Soon after Trump's interview aired on Fox News, Formosan Association for Public Affairs, or FAPA, a Washington, D.C.-based nonprofit organization that seeks to build worldwide support for Taiwan's independence, published a statement:

We at FAPA are heartened to see President-elect Trump challenge the outdated “One China Policy”. Taiwan has never been a part of the People’s Republic of China.

However, Taiwan’s right to self-determination and democracy should not be a bargaining chip. Using Taiwan in any sort of “deal” with China is against the very ideals on which our nation is founded.

This statement reflects that many Taiwanese are unsure if Trump is just using Taiwan as leverage to negotiate with China, or if he really wants to re-evaluate the US-Taiwan relationship.

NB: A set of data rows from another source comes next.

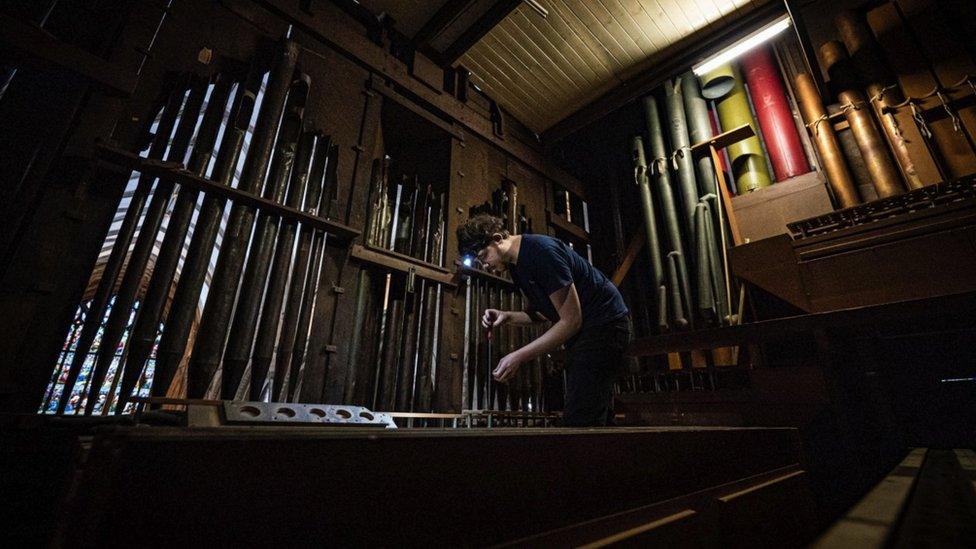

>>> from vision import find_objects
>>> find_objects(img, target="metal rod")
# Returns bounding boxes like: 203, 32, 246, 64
57, 75, 189, 414
150, 61, 264, 397
187, 41, 299, 398
115, 73, 234, 414
288, 145, 339, 401
221, 75, 310, 400
250, 132, 316, 400
85, 75, 207, 415
274, 134, 332, 402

For example, June Lin, a policy fellow at the very same Formosan Association for Public Affairs, was annoyed by Trump putting the “one China policy” alongside possible trade dealings. She quoted Trump, then commented:

“I fully understand the ‘one China policy,’ but I don't know why we have to be bound by a ‘one China policy’ unless we make a deal with China having to do with other things, including trade.”
假裝很灑脫傲嬌 但交換條件講ㄉ蠻細ㄉ
「誰管你啊 ~除非你給我A跟B跟C,不然我才不理你ㄋ。」

“I fully understand the ‘one China policy,’ but I don't know why we have to be bound by a ‘one China policy’ unless we make a deal with China having to do with other things, including trade.”
Trump tried to be free and easy, but he is very specific about the exchange deal: ‘Who cares [about the the one China policy]?—Unless you give me A and B and C, or I won't give a damn.’
If his words were put on his Twitter account, I guess the capitalized word would be TRADE????
This is annoying…

As the geopolitics in the South China Sea and East China Sea changes, the US has moved seemingly more and more towards a new paradigm in manifesting its military strength. Under the administration of President Barack Obama, the US government has strengthened strategic ties with Taiwan. The US Congress passed the Taiwan Relations Act and the “Six Assurances” this April, which reaffirms Taiwan's position as an “important partner” to the U.S.

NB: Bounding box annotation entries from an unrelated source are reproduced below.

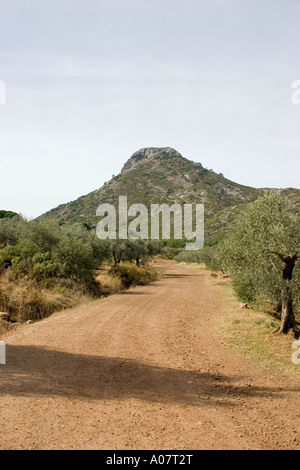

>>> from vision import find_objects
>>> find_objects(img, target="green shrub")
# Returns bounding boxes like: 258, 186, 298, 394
110, 262, 157, 289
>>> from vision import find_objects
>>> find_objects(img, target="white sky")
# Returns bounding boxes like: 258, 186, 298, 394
0, 0, 300, 217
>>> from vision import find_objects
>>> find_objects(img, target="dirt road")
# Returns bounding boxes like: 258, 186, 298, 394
0, 261, 300, 450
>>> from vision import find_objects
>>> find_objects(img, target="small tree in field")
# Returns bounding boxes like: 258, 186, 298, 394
222, 192, 300, 339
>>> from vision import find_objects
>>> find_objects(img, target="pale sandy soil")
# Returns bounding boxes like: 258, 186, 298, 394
0, 261, 300, 450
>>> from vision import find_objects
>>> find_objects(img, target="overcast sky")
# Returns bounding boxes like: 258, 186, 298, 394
0, 0, 300, 217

In May, when the US House of Representatives passed the military budget for 2017, there was an amendment that directs the US secretary of defense to grant Taiwan military forces observer status in maritime exercises known as the Rim of the Pacific Exercise. In addition, on December 8, the US Senate passed the annual defense policy bill, including a provision recommending that the US conducts yearly high-level military exchanges with Taiwan.

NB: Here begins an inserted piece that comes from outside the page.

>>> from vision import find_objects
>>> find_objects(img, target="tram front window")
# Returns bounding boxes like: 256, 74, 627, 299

Though Trump's Twitter performance has been viewed as a more proactive move to reaffirm the strategic partnership, Taiwanese are still worried that Trump as a businessman is only using Taiwan to negotiate a better trade deal with China. Taiwan is a de facto independent country, but authorities in mainland China don’t see it that way — and so they don’t take kindly to moves they perceive as recognizing the Taiwanese government.

Unsure about the status of Taiwan? Read more: Is Taiwan a Country, a Self-Governing Island, or a Breakaway Territory or Province of China?

Furthermore, some Taiwanese were also aware of former US statesman Henry Kissinger’s presence in Beijing while Trump tweeted about his phone call with the Taiwanese president. To them, Trump's behaviors embody Kissinger’s philosophy of diplomacy, which centers on unpredictability. But would Taiwan be able to survive under such diplomacy, the same that saw the US bombing Cambodia, Laos, and Vietnam in the late 1960s into the 1970s?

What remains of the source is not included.